The payday lenders DO overcharge. they claim there is competition. Very little! It that were were case you would see payday lenders offering better rates than $45 on a $255 loan in California, but they. all charge the legal maximum. How come here are no payday loan stores in the wealthier neighborhoods? Just because people have no where else to turn is no excuse to gouge them. Limit the fees to $10 per $100 per month. This is still 120% compounded monthly. Also, the banks need to be regulated as well to stop charging fees way above their costs.
Pesach,
I don’t follow your reasoning. PDL’s overcharge? Does a heart surgeon overcharge when he bills his patient $80K for 2 hours of work? Does Dave Ramsey overcharge for billing Clear Channel $14M/year for broadcasting 20 hours/week? Does Koby overcharge the Lakers? Who decides? THE CUSTOMER. Regarding Calif. there are a multitude of products under the Deferred Presentment and CFL licensing models having much lower APR’s if that’s how you choose to “measure” it. Who decides?
Why would an investor place stores offering $255 loans in “wealthier neighborhoods?” You need an answer :o) Wealthier clients have access to private, “boutique” lenders offering much larger loan principals at various rates. They shop… they decide… which lender survives…
Regulate, regulate, regulate… Let your daddy/mommy run your life. Regulation regarding full disclosure of all rates and fees lacking “tricks” are welcome. Regulation of product offerings and competition is not.
Jer – Trihouse
“NAFSA Outraged at Breach of Tribal Sovereignty, Violation of Precedents Regarding Indian Country by New York Department of Financial Services – See more at: Native American Financial Services Association
I’ve been in the business 10+ years. We operate 8 stores in 2 states. We average less than 5 ACH’s per store per month. So, all I can say is YIPEE! Good riddance to the competition who relies on this 😮 )
What’s an ACH and who cares? Just kidding! This issue is more about PR and developing strategies for enlisting the aid of our customers to whisper into the ears of the regulators and anti-payday loan advocates that they want access to our products.
Cut-off access to the ACH system and we’ll use EFT’s, stored value cards, an offshore vendor through 3rd parties, one of the 3 silicone valley startups that reached out to me this week… There is no end to the methods my lending company has available to meet the demand by borrowers.
Much ado about nothing.
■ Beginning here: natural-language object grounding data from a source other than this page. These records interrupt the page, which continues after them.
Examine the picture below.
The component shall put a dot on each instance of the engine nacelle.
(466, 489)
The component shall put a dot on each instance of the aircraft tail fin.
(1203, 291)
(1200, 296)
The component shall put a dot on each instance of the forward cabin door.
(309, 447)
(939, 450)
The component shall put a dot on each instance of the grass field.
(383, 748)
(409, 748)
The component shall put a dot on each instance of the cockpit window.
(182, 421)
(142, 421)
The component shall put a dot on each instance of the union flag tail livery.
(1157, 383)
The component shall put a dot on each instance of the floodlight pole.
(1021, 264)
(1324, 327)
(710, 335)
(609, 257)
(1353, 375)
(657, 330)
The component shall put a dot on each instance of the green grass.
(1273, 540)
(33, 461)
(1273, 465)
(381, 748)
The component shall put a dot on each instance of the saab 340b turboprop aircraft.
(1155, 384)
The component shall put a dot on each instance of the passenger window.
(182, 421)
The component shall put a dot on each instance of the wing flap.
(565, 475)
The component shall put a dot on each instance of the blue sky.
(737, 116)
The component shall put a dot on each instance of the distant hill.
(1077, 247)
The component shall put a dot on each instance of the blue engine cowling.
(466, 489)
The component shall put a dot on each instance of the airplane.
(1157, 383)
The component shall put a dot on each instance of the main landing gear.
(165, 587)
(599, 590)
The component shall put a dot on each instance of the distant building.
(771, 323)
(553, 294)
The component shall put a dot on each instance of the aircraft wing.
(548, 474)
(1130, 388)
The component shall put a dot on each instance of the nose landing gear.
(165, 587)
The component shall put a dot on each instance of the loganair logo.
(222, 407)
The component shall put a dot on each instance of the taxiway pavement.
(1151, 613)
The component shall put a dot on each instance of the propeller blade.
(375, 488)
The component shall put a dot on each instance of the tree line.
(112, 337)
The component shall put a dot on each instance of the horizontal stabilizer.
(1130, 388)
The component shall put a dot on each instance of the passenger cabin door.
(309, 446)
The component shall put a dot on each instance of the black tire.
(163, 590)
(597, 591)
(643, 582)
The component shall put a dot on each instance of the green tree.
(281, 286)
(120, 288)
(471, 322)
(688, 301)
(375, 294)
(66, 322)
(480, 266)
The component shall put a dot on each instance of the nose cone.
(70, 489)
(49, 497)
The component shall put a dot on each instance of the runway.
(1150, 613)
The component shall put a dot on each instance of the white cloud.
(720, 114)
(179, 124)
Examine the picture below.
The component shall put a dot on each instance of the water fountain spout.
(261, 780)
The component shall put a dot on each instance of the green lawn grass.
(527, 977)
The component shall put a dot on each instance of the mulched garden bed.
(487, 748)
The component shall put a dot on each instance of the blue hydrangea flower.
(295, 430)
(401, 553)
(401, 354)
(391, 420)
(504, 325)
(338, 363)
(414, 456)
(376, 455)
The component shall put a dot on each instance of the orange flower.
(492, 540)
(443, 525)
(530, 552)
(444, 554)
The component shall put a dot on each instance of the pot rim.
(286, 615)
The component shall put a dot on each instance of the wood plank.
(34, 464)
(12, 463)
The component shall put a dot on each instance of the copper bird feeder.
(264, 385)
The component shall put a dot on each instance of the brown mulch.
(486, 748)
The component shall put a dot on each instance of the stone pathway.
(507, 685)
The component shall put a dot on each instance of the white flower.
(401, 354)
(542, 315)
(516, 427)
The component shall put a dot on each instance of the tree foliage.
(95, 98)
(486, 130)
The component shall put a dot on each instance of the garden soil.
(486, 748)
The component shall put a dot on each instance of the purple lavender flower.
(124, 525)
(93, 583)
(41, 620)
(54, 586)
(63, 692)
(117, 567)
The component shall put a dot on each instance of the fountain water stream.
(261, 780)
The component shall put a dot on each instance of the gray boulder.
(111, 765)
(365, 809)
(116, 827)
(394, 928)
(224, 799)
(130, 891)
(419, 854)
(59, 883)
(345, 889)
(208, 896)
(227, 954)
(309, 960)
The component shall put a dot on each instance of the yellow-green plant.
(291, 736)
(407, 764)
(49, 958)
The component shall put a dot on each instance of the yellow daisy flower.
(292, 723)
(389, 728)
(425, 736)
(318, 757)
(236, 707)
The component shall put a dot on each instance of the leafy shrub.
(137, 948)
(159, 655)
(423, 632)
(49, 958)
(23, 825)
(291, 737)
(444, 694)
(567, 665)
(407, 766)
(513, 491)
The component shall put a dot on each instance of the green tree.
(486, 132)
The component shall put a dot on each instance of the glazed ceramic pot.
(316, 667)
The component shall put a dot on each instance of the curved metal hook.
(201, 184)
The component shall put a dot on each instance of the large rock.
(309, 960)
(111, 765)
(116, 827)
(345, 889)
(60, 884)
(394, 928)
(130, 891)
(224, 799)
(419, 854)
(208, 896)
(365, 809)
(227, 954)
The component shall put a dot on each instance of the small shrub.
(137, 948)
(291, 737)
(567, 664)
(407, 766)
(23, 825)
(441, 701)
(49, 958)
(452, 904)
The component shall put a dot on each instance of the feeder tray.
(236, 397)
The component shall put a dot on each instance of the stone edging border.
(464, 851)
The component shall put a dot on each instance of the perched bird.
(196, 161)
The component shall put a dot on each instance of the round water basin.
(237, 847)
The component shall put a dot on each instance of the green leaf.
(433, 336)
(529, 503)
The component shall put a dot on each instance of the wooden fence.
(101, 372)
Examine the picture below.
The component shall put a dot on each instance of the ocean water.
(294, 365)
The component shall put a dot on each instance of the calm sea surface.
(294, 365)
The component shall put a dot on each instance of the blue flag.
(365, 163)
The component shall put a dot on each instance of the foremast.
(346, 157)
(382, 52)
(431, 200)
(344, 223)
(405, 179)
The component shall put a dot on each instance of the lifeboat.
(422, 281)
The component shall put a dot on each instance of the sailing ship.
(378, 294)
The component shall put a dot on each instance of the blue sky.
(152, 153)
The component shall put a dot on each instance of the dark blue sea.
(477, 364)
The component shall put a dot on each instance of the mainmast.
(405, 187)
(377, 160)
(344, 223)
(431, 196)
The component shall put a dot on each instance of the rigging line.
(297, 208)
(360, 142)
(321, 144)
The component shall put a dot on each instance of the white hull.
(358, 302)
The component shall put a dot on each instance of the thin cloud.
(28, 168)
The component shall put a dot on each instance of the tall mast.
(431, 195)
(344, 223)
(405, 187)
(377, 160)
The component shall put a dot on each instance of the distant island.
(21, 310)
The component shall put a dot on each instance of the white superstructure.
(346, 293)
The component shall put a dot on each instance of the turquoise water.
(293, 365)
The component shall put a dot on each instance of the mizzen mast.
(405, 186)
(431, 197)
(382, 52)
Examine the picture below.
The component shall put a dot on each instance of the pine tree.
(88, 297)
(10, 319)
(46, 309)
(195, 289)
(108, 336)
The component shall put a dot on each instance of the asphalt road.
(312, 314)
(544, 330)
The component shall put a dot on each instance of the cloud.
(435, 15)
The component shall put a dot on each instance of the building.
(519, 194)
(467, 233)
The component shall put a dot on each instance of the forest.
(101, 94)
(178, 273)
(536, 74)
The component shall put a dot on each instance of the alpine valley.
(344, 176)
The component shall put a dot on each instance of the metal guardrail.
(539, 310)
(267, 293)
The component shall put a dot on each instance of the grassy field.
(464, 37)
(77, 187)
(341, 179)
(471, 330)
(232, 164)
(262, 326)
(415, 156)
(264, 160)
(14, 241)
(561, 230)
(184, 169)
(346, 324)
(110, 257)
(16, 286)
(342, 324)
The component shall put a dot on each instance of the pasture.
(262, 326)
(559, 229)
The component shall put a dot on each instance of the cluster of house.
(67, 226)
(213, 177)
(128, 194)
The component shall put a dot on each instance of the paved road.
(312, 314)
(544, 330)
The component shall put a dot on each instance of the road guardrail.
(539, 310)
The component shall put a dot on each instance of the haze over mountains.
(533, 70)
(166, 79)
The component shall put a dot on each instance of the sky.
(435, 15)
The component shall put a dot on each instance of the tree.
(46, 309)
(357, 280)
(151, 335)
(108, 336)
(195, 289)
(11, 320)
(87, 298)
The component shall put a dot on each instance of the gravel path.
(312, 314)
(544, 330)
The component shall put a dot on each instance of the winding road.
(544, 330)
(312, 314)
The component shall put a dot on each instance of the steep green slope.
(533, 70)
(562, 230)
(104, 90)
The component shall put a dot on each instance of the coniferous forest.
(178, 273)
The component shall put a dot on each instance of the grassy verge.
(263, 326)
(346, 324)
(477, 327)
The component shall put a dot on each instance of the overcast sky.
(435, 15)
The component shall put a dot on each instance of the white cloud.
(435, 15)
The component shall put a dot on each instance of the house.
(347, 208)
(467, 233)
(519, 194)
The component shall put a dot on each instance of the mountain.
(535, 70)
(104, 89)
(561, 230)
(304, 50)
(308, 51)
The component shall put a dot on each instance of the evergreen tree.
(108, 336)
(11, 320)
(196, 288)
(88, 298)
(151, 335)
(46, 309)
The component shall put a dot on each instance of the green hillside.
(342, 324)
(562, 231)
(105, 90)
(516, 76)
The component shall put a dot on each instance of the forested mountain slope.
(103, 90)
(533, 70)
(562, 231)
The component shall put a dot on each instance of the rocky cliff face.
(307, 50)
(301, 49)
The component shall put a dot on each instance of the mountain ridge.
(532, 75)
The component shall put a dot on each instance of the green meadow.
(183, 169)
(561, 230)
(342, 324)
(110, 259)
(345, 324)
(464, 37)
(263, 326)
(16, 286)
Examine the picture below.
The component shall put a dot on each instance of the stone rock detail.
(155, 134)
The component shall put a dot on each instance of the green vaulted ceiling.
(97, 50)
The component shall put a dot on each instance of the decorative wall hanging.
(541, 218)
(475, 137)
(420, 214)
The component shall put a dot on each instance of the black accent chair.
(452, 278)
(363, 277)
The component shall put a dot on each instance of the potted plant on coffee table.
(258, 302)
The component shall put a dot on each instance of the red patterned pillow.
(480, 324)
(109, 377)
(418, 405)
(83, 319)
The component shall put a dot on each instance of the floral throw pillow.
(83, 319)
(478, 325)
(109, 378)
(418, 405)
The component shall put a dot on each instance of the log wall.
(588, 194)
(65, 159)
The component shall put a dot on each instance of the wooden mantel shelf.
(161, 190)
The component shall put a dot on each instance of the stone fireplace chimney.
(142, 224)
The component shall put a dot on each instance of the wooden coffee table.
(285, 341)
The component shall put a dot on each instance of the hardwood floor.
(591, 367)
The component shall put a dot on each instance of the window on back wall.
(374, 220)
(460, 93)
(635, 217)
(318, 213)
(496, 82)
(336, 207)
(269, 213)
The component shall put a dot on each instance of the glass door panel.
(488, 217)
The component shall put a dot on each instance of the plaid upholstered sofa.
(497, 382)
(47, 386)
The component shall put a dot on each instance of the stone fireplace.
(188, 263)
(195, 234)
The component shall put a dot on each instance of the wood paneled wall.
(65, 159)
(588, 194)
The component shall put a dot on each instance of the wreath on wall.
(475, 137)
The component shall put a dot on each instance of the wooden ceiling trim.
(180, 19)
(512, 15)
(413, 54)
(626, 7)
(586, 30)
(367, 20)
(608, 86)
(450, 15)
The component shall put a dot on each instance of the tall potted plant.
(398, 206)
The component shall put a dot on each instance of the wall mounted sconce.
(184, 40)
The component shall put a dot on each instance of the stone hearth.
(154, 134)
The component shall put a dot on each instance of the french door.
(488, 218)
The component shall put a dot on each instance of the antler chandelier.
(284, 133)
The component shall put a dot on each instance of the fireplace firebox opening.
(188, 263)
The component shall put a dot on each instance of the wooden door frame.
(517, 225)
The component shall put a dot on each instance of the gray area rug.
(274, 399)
The outcome of ACH discontinuance? Higher rates/fees will be paid by millions of borrowers and I’ll have less competition due to barriers of entry. The most sophisticated, better funded lenders will take market share. Demand for my product will not diminish unless the middle-class manages to survive and get/keep their jobs.
So Jer, we’re a potentially new lender exploring… what do we do? Who can help us with this challenge? We have a huge national data base of consumers who we think we can successfully cross market small dollar loans to. How do we debit/credit their accounts?